Now that the American Opportunity credit has been extended for two years, it might be a good time to review the tax benefits available under that credit, with an eye to how it compares with the Hope credit, which would have been in effect over the next two years had the American Opportunity credit not been extended.

  • Families with a family member in college can benefit from a tax credit for tuition and fees. From a taxpayer’s point of view, a credit is almost always preferable to a deduction, because a credit reduces taxes owed, while a deduction only reduces taxable income. The maximum amount of the American Opportunity credit is $2,500 (up from a maximum of $1,800 under the Hope credit). The credit is 100% of the first $2,000 of qualifying expenses and 25% of the next $2,000. The maximum credit of $2,500 is reached when a student has qualifying expenses of $4,000 or more.
  • While the Hope credit was only available for the first two years of undergraduate education, the American Opportunity credit is available for up to four years.
  • Under the Hope credit, qualifying expenses included just tuition and fees required for the student’s enrollment. Textbooks were excluded, despite their escalating cost. The American Opportunity credit expands the list of qualifying expenses to include textbooks.
  • The Hope credit was nonrefundable. It could reduce your regular tax bill to zero but could not result in a refund. This meant that if a family didn’t owe any tax it couldn’t benefit from the credit, prompting critics to argue that the credit was unavailable to the families who needed it most. The American Opportunity credit addresses this criticism by providing that 40% of the credit is refundable.
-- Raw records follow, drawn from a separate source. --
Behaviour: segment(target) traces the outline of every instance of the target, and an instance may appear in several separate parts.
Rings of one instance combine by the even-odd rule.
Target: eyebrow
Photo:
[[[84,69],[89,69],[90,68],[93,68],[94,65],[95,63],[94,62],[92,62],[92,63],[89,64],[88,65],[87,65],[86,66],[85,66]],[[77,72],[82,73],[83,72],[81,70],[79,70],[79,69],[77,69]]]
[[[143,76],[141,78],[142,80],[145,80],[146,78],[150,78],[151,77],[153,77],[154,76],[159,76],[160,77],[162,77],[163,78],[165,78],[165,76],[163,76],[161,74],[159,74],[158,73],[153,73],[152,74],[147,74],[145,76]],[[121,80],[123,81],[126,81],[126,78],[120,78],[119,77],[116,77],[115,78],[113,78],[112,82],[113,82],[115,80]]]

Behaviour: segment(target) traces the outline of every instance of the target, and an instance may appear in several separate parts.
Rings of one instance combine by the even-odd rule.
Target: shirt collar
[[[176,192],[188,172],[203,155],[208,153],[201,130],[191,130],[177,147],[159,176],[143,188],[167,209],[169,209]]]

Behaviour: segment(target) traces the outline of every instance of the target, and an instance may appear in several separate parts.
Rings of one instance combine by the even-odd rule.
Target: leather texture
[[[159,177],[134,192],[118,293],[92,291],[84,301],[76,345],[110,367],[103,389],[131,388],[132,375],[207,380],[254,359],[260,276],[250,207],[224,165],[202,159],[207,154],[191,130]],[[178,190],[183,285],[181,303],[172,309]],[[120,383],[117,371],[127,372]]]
This means that someone who would qualify for the maximum credit of $2,500, but has no tax liability to offset that credit, would qualify for a refund of $1,000 (40% of $2,500).
  • The Hope credit wasn’t available to someone with more than moderate income. Under the credit’s “phaseout” provision, taxpayers with adjusted gross income (AGI) over $50,000 (for 2009) saw their credits reduced, and the credit was completely eliminated for AGIs over $60,000 (twice those amounts for joint filers). Taxpayers with somewhat higher incomes can qualify for the American Opportunity credit, as the phaseout of the credit begins at AGI in excess of $80,000 ($160,000 for joint filers).